To extrapolate and interpolate rainfall under SAE and Kriging requires a set of prediction locations. Therefore the 4 × 4 km Sri Lanka grid constructed by Nayanee (2012) was used for this. The elevation values of each location in the grid were then obtained using online application ‘GPS Visualizer’. For SAE districts of the locations in the grid were then found. Then the seasonal rainfall is extrapolated for each season using final model selected under small area estimation. Similarly using Universal Kriging, rainfall over the region of interest that is rainfall over Sri Lanka was also interpolated. Here the attention has been given to mapping rainfall.

Following Figs. 5, 6, 7 and 8 shows the corresponding maps of extrapolated and interpolated seasonal rainfall using SAE and Kriging for the year 2011.

Fig. 5.
figure 5

Map of extrapolated/interpolated rainfall using SAE & Kriging -IM1

Fig. 6.
figure 6

Map of extrapolated/interpolated rainfall using SAE & Kriging -SWM

Fig. 7.
figure 7

Map of extrapolated/interpolated rainfall using SAE & Kriging –IM2

Fig. 8.
figure 8

Map of extrapolated/interpolated rainfall using SAE & Kriging -NEM

According to the DMSL, the distribution of rainfall during IM1 period shows that the entire South-western sectors at the hill country receiving about 250 mm of rainfall, with localized area on the South-western slopes experiencing excess rainfall than that. When we look at the maps in Fig. 5 predictions of both techniques clearly depicts above. But the excess rainfall received localize area on the South-western slopes are clearly seen only in Kriging map.

In SWM both maps show widespread rainfall in southwestern part of Sri Lanka with no effective rains in the Dry zone (See Fig. 6).
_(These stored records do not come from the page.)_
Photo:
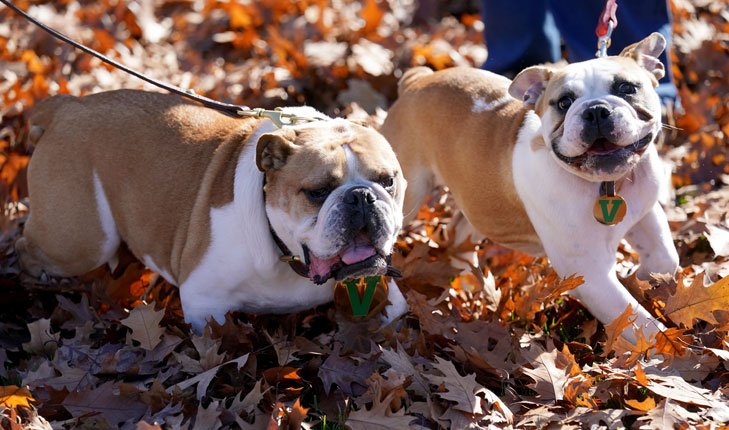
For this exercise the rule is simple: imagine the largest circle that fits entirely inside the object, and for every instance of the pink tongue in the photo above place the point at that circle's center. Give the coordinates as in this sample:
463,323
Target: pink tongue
360,250
320,267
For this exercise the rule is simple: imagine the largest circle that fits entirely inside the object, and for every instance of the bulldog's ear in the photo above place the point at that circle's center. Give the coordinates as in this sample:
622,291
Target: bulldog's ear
274,148
529,84
646,53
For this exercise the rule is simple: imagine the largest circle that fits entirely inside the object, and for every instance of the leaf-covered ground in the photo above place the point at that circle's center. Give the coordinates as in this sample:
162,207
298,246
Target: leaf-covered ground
501,347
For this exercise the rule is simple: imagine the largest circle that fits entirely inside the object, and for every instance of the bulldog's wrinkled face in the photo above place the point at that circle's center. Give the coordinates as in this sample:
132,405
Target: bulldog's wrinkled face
334,195
598,116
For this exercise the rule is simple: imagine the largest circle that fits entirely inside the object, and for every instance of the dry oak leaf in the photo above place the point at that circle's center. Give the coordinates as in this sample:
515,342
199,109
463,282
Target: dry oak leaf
698,301
102,400
676,388
616,328
402,363
379,417
208,418
144,322
348,374
665,416
13,396
463,390
551,371
205,378
248,402
42,341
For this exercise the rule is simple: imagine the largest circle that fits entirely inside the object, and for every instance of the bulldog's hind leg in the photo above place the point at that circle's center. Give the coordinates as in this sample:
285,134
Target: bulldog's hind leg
651,237
70,229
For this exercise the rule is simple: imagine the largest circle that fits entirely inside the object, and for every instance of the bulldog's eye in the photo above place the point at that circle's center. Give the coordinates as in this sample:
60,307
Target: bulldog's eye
387,183
627,88
564,103
318,195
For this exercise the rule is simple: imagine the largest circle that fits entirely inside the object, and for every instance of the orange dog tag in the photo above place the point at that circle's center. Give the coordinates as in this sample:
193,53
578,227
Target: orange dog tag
609,208
361,299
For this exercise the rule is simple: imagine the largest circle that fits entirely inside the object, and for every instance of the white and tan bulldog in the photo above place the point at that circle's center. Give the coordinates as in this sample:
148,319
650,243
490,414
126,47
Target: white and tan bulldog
525,161
183,187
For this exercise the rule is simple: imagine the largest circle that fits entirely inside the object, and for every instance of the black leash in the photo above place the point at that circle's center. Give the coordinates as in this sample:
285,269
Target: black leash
229,109
278,117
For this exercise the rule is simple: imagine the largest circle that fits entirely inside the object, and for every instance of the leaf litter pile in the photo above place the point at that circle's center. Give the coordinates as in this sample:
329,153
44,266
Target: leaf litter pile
499,346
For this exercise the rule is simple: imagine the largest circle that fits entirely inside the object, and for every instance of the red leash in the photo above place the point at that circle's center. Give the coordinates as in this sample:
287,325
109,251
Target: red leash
607,16
605,26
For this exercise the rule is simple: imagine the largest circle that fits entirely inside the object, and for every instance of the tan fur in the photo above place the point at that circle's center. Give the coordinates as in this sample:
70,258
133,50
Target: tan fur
162,162
439,139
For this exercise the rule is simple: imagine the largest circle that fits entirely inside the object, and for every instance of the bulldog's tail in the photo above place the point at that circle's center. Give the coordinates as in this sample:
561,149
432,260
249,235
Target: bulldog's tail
411,76
41,115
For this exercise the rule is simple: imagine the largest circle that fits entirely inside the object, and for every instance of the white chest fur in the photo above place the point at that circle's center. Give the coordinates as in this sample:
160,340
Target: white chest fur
559,204
241,268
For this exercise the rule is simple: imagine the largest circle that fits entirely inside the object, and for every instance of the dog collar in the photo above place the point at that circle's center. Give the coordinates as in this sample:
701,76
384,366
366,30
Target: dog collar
609,208
361,299
294,261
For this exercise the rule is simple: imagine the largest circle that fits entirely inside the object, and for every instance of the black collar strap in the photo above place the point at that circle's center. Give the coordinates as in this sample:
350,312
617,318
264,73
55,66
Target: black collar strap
294,261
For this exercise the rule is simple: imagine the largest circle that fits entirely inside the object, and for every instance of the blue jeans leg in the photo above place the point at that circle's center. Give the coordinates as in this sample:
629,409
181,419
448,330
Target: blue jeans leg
518,34
576,21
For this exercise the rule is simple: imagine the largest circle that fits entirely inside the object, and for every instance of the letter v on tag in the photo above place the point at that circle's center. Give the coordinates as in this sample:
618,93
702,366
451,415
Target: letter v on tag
609,208
361,298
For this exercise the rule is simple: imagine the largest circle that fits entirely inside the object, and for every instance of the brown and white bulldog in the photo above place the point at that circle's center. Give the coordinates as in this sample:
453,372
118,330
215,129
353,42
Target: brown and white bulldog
525,161
183,187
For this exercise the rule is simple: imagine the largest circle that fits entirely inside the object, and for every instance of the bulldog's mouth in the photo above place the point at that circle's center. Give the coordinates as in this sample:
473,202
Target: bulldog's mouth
358,259
603,150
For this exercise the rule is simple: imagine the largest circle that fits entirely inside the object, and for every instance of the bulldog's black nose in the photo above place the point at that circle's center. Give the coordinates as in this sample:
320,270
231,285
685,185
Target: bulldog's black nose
596,114
359,196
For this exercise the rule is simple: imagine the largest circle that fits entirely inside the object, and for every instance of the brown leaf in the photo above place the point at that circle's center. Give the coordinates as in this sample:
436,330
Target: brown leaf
144,322
348,374
698,301
379,417
616,328
12,396
463,390
646,405
102,400
549,379
42,341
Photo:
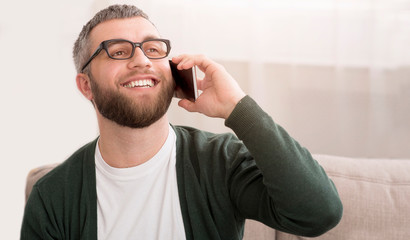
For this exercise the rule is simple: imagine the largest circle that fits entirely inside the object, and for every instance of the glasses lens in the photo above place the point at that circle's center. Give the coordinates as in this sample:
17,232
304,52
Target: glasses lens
120,49
155,49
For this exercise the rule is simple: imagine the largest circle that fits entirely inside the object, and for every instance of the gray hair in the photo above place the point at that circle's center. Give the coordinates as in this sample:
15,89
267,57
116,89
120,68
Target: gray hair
81,50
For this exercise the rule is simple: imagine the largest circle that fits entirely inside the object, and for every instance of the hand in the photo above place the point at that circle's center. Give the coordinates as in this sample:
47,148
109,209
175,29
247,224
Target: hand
220,92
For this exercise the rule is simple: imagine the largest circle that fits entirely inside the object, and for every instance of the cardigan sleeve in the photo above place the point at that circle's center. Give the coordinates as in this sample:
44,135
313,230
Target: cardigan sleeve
37,224
285,188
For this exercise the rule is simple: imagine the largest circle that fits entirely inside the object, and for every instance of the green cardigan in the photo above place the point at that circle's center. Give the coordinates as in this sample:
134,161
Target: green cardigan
261,174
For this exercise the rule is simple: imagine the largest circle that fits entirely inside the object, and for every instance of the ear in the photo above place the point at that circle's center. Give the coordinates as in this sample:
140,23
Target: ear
84,85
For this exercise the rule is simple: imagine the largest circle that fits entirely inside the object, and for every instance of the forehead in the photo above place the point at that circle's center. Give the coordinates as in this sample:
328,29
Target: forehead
135,29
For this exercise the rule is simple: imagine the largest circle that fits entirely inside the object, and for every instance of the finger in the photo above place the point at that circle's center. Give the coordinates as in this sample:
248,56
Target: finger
187,105
186,63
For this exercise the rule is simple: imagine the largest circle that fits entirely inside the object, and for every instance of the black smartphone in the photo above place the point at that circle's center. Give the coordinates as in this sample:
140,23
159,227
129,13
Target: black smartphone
185,81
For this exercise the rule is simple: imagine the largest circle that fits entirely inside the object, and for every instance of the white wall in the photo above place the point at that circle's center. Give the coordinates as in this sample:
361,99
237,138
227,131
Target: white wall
334,90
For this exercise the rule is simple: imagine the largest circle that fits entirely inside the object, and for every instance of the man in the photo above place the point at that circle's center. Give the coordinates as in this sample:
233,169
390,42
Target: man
146,179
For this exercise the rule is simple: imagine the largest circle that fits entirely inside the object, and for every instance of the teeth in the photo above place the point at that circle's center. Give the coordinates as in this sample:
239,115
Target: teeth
140,83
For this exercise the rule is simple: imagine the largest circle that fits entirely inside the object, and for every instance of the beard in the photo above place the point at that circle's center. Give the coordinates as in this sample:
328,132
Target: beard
125,111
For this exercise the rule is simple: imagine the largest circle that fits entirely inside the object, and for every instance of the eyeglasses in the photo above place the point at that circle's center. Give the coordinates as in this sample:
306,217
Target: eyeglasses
121,49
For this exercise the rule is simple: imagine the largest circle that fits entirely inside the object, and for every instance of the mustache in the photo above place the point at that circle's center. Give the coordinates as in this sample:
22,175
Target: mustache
138,72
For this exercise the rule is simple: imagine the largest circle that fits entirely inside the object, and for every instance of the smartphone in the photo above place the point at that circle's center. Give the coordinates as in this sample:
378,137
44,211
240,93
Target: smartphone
185,81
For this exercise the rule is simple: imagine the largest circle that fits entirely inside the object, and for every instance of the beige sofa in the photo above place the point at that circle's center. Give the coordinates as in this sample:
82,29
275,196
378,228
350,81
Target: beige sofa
375,195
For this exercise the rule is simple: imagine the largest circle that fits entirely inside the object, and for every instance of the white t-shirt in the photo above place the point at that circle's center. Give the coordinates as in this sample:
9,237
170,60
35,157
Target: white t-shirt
140,202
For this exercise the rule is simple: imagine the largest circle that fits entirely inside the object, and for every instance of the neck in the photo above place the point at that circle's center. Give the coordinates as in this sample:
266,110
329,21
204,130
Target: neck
123,147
During this period the highest rainfall is received in the mid-elevations of the western slopes where a significantly higher amount of rainfall is observed, also during this period southwestern coastal belt experience rainfall lower than that. The results of Kriging map are clearly in line with this.

During IM2, depression and cyclones occur in the Bay of Bengal which influences the weather system. This is the period where the whole country experiences the most evenly balanced distribution of rainfall. This may be the reason why both techniques did not capture the variation in the rainfall in IM2.

Throughout NEM, the dominant wind direction is northeast As stated by DMSL over this time the North, Eastern slopes of the hill country receives a higher rainfall than the rest of the dry zone. Maps of both techniques clearly illustrate this. As the map of extrapolated rainfall using Kriging clearly shows higher rainfall received by North, Eastern slopes of the hill country.

6 Discussion

At the modeling stage of this study, only 3 explanatory variables (longitude, latitude, and elevation) are considered. If we can find explanatory variables that are strongly correlated to seasonal rainfall, predictions of both methods would be much better. Thus the availability of good auxiliary information is vital for a technique like small area estimation. There can be many other variables that are related to rainfall like temperature, distance to the sea, humidity, slope etc. In this study, only 14 stations were used for cross-validation. If we can allocate more stations to perform cross-validation it will be easier to identify the behavior, as well as a more effective comparison, can be carried out.

7 Conclusion

In general this study finds that when considered both Root Mean Squared Errors and correlation coefficients between observed and fitted rainfall values Kriging do a better job in estimating seasonal rainfall in Sri Lanka for IM1 and SWM than small area estimation. This may be due to underestimation of high rainfall values by small area models.

The performance of SAE and Kriging models were not much successful in estimating rainfall during season IM2. This can be due to neither of techniques being able to capture a good relationship between rainfall in IM2 and topographical variables.

For NEM both SAE and Kriging provided a high correlation between observed and fitted rainfall values approximately 0.95 and 0.91, respectively. This indicates that both techniques performed equally well in estimating rainfall in that particular season.